Asymptotic velocity of a position-dependent quantum walk

We consider a position-dependent coined quantum walk on $\mathbb{Z}$ and assume that the coin operator $C(x)$ satisfies \[ \|C(x) - C_0 \| \leq c_1|x|^{-1-\epsilon}, \quad x \in \mathbb{Z} \] with positive $c_1$ and $\epsilon$ and $C_0 \in U(2)$. We show that the Heisenberg operator $\hat x(t)$ of the position operator converges to the asymptotic velocity operator $\hat v_+$ so that \[ \mbox{s-}\lim_{t \to \infty} {\rm exp}\left( i \xi \frac{\hat x(t)}{t} \right) = \Pi_{\rm p}(U) + {\rm exp}(i \xi \hat v_+) \Pi_{\rm ac}(U) \] provided that $U$ has no singular continuous spectrum.

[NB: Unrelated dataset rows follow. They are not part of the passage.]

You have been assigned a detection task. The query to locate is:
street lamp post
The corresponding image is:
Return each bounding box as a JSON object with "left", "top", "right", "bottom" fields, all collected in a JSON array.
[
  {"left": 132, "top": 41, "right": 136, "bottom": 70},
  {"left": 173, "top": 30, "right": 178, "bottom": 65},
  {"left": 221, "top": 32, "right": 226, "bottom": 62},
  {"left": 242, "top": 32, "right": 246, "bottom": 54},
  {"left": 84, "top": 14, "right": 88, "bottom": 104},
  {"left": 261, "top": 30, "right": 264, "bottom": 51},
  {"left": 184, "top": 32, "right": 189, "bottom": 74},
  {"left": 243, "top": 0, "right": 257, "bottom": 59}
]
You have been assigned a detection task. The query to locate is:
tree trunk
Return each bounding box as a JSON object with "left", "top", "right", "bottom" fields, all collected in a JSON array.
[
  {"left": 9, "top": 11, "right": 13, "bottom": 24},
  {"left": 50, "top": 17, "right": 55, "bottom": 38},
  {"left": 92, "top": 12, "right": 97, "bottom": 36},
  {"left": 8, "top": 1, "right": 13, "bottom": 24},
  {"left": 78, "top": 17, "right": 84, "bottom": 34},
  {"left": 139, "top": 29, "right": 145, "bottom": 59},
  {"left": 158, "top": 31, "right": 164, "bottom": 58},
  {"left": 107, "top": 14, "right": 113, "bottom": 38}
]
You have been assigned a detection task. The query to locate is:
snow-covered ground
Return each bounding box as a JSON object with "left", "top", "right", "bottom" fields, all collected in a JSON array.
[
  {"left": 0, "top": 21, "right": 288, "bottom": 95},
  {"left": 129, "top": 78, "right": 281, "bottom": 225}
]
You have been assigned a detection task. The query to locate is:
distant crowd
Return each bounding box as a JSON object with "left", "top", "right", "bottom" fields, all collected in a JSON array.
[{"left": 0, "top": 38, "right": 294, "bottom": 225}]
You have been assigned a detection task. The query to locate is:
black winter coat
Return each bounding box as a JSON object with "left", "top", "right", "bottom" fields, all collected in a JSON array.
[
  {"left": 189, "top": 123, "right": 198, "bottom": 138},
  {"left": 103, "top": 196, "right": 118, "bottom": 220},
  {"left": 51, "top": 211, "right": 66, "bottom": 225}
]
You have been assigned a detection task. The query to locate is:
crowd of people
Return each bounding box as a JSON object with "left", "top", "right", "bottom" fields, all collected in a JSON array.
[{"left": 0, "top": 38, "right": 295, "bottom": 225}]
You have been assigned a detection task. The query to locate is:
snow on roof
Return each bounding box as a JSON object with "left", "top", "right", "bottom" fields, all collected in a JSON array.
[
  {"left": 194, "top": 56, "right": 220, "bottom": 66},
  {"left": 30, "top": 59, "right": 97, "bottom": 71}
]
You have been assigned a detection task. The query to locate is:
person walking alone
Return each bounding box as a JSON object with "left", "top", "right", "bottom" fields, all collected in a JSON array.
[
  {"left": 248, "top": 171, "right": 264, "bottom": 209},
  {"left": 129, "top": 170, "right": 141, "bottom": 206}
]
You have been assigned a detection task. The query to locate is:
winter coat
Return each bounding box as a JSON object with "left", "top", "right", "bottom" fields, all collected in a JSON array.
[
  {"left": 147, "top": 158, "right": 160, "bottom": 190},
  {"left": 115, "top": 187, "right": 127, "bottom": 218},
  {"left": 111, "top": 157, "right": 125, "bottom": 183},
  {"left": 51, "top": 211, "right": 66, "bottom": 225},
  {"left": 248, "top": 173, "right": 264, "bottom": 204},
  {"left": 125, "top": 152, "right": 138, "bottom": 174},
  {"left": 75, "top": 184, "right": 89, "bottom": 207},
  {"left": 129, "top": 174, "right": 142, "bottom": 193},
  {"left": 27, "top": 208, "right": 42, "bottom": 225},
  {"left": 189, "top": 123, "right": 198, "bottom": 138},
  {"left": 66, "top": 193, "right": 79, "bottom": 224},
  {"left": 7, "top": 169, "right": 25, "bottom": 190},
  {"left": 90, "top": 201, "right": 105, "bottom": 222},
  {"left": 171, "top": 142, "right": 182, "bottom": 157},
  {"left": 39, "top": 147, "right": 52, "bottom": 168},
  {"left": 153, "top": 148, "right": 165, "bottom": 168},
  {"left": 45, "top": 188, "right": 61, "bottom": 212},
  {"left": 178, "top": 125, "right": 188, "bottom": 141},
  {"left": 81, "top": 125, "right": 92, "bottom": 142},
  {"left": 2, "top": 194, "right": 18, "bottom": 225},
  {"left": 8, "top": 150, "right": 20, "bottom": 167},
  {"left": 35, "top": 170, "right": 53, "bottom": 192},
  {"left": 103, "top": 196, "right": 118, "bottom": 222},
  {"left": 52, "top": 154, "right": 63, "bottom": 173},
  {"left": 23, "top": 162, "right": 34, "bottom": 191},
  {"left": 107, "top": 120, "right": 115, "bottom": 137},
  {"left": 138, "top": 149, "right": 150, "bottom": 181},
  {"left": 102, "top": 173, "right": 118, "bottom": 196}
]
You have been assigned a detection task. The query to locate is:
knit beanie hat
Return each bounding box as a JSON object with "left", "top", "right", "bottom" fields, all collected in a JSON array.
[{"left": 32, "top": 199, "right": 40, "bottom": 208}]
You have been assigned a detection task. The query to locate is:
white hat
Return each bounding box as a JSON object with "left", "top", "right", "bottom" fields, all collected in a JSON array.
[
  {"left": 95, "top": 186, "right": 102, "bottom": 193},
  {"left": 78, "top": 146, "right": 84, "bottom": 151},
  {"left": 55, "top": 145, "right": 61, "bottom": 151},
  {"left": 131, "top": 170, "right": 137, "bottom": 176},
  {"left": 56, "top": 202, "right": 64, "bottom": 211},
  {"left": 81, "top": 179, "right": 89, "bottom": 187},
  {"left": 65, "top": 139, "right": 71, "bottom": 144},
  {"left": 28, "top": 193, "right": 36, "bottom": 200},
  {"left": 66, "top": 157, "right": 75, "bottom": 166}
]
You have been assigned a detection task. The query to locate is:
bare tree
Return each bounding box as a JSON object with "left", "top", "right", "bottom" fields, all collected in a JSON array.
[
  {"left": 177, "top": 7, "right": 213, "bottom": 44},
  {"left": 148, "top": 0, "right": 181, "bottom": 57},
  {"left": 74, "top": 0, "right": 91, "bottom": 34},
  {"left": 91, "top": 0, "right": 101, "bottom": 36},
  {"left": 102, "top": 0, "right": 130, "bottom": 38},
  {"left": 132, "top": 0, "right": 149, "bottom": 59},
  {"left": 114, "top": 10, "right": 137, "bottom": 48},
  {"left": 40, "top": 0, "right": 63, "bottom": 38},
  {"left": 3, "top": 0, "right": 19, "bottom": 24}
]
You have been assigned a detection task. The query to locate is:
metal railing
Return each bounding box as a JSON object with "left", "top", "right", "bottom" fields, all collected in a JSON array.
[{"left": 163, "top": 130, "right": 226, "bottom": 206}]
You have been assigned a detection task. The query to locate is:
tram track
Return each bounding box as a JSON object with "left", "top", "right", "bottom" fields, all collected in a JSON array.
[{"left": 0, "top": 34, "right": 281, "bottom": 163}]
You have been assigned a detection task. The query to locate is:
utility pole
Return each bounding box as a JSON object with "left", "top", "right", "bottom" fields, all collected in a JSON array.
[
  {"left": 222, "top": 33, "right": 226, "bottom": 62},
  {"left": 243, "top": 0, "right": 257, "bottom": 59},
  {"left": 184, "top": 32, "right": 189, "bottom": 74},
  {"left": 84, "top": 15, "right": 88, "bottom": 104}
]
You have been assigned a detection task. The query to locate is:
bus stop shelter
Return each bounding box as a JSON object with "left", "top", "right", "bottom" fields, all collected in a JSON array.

Here $\Pi_{\rm p}(U)$ (resp. $\Pi_{\rm ac}(U)$) is the orthogonal projection onto the direct sum of all eigenspaces (resp. the subspace of absolute continuity) of $U$. We also prove that for the random variable $X_t$ denoting the position of a quantum walker at time $t \in \mathbb{N}$, $X_t/t$ converges in law to a random variable $V$ with the probability distribution \[ \mu_V = \|\Pi_{\rm p}(U)\Psi_0\|^2\delta_0 + \|E_{\hat v_+}(\cdot) \Pi_{\rm ac}(U)\Psi_0\|^2, \] where $\Psi_0$ is the initial state, $\delta_0$ the Dirac measure at zero, and $E_{\hat v_+}$ the spectral measure of $\hat v_+$.